It's a rare opportunity – the first open seat for the district in a generation. Waxman has served in Congress since 1974.

Related: Rep. Henry Waxman announces retirement from Congress (Updated)

According to the LA County Registrar/Recorder, most of the candidates (14 of 25) are Democrats in a district that is 44 percent registered Democrats. There are five Republicans (the district is 39 percent registered GOP), one candidate each from the Libertarian and Green Party, and four who declined to state a party (28 percent of voters are neither Democrats nor Republicans).

Ballots in the district will be long as they will list every name. California allows anyone from any party to vote for any candidate in the June 3rd primary, with the top two finishers facing off in November.

Related: View a list of candidates for Southern California congressional seats

The field includes some veteran politicos:

  • Democratic State Senator Ted Lieu.
  • Former LA City Controller Wendy Greuel (also a Democrat).
  • Mark Matthew Herd, a Libertarian who serves on his neighborhood council.

There are also several media veterans:

  • Public radio host Matt Miller, a Democrat.
  • Brent Roske, an independent and the producer of the online series "Chasing the Hill" about running for Congress.
  • Former child actor Vince Flaherty, a Democrat who produced the movie "A Gun, A Car, A Blonde," starring Billy Bob Thornton and John Ritter.
  • There's even an actor, Patrick Kilpatrick, a Republican whose IMDb bio describes him as "one of the finest" screen villains" of his generation," appearing in "Minority Report" and "Last Man Standing."

There are several attorneys:

  • Tom Fox, an independent.
  • Lili Gilani, a Republican who describes herself as a "Harvard lawyer."
  • Elan Carr, a Republican a "criminal gang prosecutor."
  • Defense attorney David Kanuth, a Democrat.
  • "Educational equality advocate" Zein E. Obagi, Jr., a Democrat.
  • Human rights attorney Barbara Mulvaney, a Democrat who spent three years prosecuting the mastermind of the 1994 Rwandan genocide at the International Criminal Tribunal.

Other candidates include:

  • "Sports executive" Michael Shapiro, a Democrat.
  •  "Environmental technician" Michael Ian Sachs of the Green Party. 
  • "Environmental health advocate" Kevin Mottus, a Republican.
  • Social worker Kristie Holmes, a Democrat.
  • Property manager Charles Edward Lincoln III, an independent.
  • Businessman James Graf, a Democrat. 
  • New age speaker and writer Marianne Williamson, an independent who describes herself as a "Women's Advocate/Entrepreneur."

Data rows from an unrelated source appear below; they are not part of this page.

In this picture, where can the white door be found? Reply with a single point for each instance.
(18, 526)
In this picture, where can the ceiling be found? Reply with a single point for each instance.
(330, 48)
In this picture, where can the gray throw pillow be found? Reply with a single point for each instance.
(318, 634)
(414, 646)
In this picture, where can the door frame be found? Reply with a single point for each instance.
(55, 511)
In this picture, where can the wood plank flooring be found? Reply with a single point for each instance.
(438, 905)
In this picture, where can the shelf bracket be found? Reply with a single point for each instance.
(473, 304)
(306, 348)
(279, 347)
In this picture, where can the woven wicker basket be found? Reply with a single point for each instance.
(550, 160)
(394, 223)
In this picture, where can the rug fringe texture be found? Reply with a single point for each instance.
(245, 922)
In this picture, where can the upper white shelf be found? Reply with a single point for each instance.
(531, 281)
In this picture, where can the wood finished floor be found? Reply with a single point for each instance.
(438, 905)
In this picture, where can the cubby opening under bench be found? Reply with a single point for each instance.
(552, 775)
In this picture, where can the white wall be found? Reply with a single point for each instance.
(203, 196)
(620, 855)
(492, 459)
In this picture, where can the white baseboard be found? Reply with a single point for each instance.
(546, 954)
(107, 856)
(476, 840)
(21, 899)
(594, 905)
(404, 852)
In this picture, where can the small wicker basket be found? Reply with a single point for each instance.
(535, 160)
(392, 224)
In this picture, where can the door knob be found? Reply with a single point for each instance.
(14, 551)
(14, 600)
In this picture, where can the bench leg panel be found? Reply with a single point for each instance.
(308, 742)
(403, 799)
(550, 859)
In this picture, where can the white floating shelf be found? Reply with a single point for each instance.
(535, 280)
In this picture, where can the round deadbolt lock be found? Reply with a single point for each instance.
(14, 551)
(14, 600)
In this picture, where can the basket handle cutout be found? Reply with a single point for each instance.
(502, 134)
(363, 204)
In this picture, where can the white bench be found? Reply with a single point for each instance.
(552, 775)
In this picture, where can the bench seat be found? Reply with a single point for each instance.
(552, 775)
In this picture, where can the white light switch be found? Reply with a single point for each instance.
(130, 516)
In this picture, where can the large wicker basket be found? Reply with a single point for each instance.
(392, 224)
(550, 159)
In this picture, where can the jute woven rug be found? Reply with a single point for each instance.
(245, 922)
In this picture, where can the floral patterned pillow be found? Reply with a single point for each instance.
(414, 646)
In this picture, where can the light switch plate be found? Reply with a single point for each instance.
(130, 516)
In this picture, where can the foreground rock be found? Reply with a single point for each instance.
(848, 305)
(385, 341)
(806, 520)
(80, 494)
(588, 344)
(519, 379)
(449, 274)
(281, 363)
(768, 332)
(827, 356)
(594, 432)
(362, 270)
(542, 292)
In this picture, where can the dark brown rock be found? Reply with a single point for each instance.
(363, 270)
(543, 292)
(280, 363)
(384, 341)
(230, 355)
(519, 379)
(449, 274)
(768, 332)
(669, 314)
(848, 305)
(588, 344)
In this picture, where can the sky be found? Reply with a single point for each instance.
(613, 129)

Some candidates declined to describe themselves in registration papers: 

  • Shelly Tobias, a Democrat.
  • Karl Siganporia, a Democrat who actually lives in Northern California (you don't have to live in a district to run there as a member of Congress).
  • Derrick Ferree, a Democrat.
  •  Christopher David, a Republican.
  • Robert Baker, a Democrat.

This district not only includes Beverly Hills and Topanga Canyon, it also stretches along the coastline from Rancho Palos Verdes north of Malibu. Given the very large field, voters in California's 33rd Congressional District can expect their mailboxes to be stuffed with campaign mailers over the next few weeks.